My father stood beside me and dictated the short business letter. I sat at the kitchen table typing carefully. Amazingly, I typed the whole thing without a mistake. Until the world “sincerely” which somehow contained a typo. My father exploded in frustration, which was his way of dealing with things not being the way he needed them to be.
A friend called to check in on me and was alarmed by how despondent I sounded. I told him the story of typing the letter. He told me “you have to get out of there. Today. I have a spare bedroom in the apartment, you can stay there. Whatever you do, get out of there. You will die if you stay there.”
A few days later I was living in his spare bedroom, playing the guitar and recording melancholy songs I was coming up with on his four track reel to reel tape recorder. I still dreaded every day light hour and was seeing a therapist twice a week. It was a long, dark road back, but one day, shortly after moving back into my own apartment, I met and began having sex with a very cute young woman, and shortly thereafter a second one.

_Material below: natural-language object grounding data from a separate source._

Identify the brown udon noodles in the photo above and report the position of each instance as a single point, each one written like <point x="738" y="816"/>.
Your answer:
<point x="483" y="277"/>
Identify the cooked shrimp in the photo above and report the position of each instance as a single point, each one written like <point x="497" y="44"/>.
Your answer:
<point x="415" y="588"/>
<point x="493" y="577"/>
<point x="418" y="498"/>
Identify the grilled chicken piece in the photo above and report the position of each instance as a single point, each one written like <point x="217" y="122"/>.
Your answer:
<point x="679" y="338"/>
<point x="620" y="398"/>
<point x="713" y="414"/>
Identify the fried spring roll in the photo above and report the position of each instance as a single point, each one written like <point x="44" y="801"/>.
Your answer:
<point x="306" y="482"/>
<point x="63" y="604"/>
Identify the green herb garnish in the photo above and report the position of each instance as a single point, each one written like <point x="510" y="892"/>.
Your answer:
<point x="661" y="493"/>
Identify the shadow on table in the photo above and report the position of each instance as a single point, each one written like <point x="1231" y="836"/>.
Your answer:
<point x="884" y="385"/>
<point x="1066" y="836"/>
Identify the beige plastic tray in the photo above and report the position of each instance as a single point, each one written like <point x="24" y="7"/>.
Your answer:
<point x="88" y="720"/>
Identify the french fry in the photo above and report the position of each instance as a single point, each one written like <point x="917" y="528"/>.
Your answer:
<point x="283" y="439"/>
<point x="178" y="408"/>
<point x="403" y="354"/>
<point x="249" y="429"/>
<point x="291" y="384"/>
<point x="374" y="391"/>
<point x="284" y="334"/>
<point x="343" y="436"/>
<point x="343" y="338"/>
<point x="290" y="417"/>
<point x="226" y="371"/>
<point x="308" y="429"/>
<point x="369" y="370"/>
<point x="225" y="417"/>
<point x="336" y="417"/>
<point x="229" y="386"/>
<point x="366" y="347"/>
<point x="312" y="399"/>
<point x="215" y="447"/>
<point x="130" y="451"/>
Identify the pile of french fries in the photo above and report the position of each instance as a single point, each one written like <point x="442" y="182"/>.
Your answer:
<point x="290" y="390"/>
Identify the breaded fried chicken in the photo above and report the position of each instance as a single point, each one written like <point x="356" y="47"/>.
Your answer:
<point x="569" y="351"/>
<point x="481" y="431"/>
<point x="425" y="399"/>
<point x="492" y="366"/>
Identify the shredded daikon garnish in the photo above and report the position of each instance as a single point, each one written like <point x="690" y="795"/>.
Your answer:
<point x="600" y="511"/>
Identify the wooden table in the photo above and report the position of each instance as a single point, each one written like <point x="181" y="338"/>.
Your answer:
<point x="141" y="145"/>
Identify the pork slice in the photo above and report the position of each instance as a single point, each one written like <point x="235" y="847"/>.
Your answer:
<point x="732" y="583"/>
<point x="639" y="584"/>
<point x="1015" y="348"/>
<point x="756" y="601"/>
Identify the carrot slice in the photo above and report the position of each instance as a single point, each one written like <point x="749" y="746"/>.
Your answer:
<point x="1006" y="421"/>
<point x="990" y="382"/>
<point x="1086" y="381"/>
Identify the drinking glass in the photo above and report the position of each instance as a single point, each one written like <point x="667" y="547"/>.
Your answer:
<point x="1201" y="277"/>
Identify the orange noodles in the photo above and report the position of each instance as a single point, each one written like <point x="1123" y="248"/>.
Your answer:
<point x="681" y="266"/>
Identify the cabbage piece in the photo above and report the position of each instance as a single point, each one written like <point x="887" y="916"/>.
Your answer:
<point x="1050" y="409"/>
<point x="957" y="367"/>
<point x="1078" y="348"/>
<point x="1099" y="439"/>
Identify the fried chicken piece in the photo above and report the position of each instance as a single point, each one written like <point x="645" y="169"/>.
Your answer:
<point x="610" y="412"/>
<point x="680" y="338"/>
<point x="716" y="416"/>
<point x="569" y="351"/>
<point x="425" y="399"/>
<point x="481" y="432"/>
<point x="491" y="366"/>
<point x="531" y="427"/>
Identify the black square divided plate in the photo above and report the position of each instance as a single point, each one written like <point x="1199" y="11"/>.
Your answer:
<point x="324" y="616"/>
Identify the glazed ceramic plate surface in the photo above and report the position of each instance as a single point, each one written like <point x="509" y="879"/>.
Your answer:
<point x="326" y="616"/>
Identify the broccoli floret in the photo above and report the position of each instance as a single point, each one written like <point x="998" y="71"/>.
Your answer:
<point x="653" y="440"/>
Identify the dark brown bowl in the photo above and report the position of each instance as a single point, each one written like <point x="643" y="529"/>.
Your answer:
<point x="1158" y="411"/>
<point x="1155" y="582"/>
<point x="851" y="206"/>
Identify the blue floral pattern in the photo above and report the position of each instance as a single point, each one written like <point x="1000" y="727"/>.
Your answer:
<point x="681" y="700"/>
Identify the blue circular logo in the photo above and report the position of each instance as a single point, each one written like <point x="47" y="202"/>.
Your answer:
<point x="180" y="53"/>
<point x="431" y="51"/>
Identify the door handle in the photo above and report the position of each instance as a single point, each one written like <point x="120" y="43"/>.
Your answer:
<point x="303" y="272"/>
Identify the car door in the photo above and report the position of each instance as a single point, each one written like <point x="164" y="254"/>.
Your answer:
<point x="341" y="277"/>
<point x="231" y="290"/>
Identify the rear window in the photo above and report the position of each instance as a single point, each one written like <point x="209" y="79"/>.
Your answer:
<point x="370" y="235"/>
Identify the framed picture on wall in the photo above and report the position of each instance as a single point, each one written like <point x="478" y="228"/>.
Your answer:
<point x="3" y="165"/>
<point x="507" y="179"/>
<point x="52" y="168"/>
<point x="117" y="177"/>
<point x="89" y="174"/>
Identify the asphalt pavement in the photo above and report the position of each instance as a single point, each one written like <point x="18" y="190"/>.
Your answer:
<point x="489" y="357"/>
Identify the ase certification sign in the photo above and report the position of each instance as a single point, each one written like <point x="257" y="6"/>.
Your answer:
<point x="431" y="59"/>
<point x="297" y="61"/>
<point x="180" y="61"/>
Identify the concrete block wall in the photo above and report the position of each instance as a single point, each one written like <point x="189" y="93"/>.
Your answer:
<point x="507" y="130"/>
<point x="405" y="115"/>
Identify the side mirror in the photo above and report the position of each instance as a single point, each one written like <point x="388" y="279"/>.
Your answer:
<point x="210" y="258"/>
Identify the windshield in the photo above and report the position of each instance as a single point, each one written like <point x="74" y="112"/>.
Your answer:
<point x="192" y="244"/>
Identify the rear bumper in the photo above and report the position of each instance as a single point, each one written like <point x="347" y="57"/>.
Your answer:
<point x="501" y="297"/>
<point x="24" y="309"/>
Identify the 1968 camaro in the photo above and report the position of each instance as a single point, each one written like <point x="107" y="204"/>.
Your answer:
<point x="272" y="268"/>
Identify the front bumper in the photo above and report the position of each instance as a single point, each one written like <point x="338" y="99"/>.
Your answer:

After a few weeks of this I chose the one I liked better, said goodbye to the other one, and took with me the lessons I’d learned during that long season of depression.
Lesson number one, do not kick, whip or beat yourself, for any reason, and get the destructive voice of the internalized victimizer (in my case my father) out of your head. It was a long project, over many years, but I no longer kick myself, and my father’s voice has changed to the humanistic one he displayed the last night of his life. It has since evolved into the clever, insightful, merciful one that I’ve been in dialogue with ever since.